Se deslumbró con los dos ríos de gran cauce que mezclan sus aguas ahí en la punta formando eso que llaman la casi isla, y con el barrio renacentista encerrado entre la colina de Fourvière y el Saone. Con las fuentes, las esculturas, la piedra, los quesos. El viejo mundo con sus iglesias viejas y sus casas viejas y sus calles viejas y sus plazas secas, y viejas. Y qué simpática es la gente -contradiciendo todas las premoniciones-, como esa chica que se le acercó una noche en el bar y le propuso brindar y le contó que trabajaba en un crucero en el mediterráneo y que era francesa y amaba Francia pero que más amaba el mar y viajar, y le mostró un ancla que se había hecho tatuar. Era de un pueblito en la campiña donde creció junto a su hermana y de donde se habían ido para no volver.

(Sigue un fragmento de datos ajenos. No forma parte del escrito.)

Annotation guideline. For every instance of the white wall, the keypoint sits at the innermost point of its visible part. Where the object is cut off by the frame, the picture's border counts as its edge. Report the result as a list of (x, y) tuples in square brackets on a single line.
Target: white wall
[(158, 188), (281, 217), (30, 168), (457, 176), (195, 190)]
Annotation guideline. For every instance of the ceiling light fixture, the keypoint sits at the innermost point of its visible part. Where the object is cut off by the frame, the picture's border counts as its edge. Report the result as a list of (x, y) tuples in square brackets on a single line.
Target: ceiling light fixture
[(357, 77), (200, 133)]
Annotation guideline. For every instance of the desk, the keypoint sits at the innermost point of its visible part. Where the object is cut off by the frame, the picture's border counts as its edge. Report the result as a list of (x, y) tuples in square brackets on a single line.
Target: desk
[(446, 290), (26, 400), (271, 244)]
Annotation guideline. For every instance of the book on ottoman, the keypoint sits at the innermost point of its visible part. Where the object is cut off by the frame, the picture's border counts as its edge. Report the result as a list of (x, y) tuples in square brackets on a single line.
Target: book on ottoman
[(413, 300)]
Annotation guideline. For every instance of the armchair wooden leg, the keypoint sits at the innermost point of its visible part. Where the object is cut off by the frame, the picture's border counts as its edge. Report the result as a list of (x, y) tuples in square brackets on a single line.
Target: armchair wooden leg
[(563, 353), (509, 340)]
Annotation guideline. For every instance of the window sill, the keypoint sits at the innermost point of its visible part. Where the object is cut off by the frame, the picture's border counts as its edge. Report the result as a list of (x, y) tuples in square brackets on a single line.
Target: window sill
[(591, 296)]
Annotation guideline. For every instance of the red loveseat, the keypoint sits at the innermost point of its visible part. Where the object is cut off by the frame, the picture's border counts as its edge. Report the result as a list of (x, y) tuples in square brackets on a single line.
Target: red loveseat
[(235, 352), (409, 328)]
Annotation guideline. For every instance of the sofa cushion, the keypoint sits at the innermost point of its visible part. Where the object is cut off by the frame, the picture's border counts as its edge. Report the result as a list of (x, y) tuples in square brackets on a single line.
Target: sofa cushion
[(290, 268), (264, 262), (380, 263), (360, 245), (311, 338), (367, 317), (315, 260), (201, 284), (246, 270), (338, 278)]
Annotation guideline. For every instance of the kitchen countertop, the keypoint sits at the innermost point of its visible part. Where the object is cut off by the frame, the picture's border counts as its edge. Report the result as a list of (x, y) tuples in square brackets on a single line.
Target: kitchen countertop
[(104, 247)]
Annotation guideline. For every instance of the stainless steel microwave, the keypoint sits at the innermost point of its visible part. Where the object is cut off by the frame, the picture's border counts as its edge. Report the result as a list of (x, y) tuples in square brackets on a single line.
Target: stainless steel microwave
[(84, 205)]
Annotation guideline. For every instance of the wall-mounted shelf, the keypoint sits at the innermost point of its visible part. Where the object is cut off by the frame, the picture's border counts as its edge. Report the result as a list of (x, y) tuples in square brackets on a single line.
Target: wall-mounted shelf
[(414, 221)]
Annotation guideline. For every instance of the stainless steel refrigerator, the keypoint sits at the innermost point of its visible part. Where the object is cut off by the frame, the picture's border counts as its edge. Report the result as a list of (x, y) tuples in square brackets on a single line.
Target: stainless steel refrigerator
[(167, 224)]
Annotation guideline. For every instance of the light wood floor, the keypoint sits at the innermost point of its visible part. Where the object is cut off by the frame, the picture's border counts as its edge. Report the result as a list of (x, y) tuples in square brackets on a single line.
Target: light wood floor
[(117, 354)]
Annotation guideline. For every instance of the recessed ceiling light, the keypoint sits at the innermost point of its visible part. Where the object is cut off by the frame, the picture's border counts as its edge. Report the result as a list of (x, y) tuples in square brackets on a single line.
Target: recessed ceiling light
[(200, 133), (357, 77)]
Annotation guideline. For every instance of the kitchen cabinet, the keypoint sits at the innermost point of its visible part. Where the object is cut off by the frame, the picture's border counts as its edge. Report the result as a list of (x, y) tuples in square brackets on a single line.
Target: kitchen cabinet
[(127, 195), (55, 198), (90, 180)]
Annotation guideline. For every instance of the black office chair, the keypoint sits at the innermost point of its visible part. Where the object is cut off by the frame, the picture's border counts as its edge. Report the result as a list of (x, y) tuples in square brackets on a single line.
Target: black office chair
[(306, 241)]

Justamente ahí estaba con su hermana, ahí en el bar, y con otros amigos. Salieron a la puerta a fumar y se los presentó mientras le contaba que trabajaba en un crucero en el mediterráneo y le mostraba otra vez un ancla. Entonces, como la cerveza francesa es mala, pero la belga es riquísima, aceptó su invitación y los siguió hacia otro bar. Un antro de película; un cabaret imaginario sin show ni prostitutas, pero con barra e hileras de asientos semicirculares y concéntricas, o espiraladas en forma ascendente, con butacas de cuero rojo y tragos, música y barman de por lo menos seis décadas. Y la chica subió con su amiga, la que era mitad australiana, al piso de arriba, y al rato bajaron con el pelo revuelto. Mientras tanto la hermana se sonreía y le recomendaba un trago especial, porque era el trago de su amigo muerto. Pero le contó que se había muerto haciendo un gesto, zac, como cortándose el cuello, y ante esa distracción y el alboroto del local no notó que le hacían señas para salir hasta que otro amigo, el rubio, le tocó el hombro. Entonces salieron y la chica del ancla les propuso que fueran juntos, los tres, a su casa, a hacer el amor. Pero después todo se prolongó demasiado y decidió irse por su lado. Era domingo y eran las cuatro de la mañana. Por la calle se acercaba un tranvía y se subió. Estaba vacío y por más moderno que fuera chirriaba al doblar cada esquina. Se bajó enseguida y se despertó al mediodía.
Preparó un mate, porque hay que preparase para la nostalgia, y se fue al parque de la Tête D’or. Caminó bordeando el lago de agua verde y se adentró en el bosque espeso que huele a bosta o a zoológico y está atravesado por canales mínimos en los que navegan patos en familia. Como los cisnes que desfilaban por la calle en fila india, mamá adelante, los tres cisnecitos al medio y papá atrás. O al revés, pero no importa. Saliendo del bosque encontró un abra imponente de césped prolijo y limpio y grupitos de amigos franceses que se juntan a charlar y tomar vino a la soirée, cuando empieza a bajar el sol. Ahí, contra el tronco de un árbol, a la sombra intermitente, tomó su mate y pensó que nunca había oído hablar de centauras, como la de la escultura de bronce en el centro de la entrada imponente del parque. La centaura, lindísima, adornada y coronada de vides, se retorcía en un abrazo imposible con un joven andrógino y dócil. A unos metros, una pareja intenta alimentar a un ganso con una flor de trébol pero el ganso no se anima y se ríen. La chica se ríe; él se aleja para sacar una foto y casi seguro, atrás, en el límite del encuadre, aparece ella bajo la media sombra del árbol tomando su mate y perdiéndose en una foto que se va a perder como todas las fotos.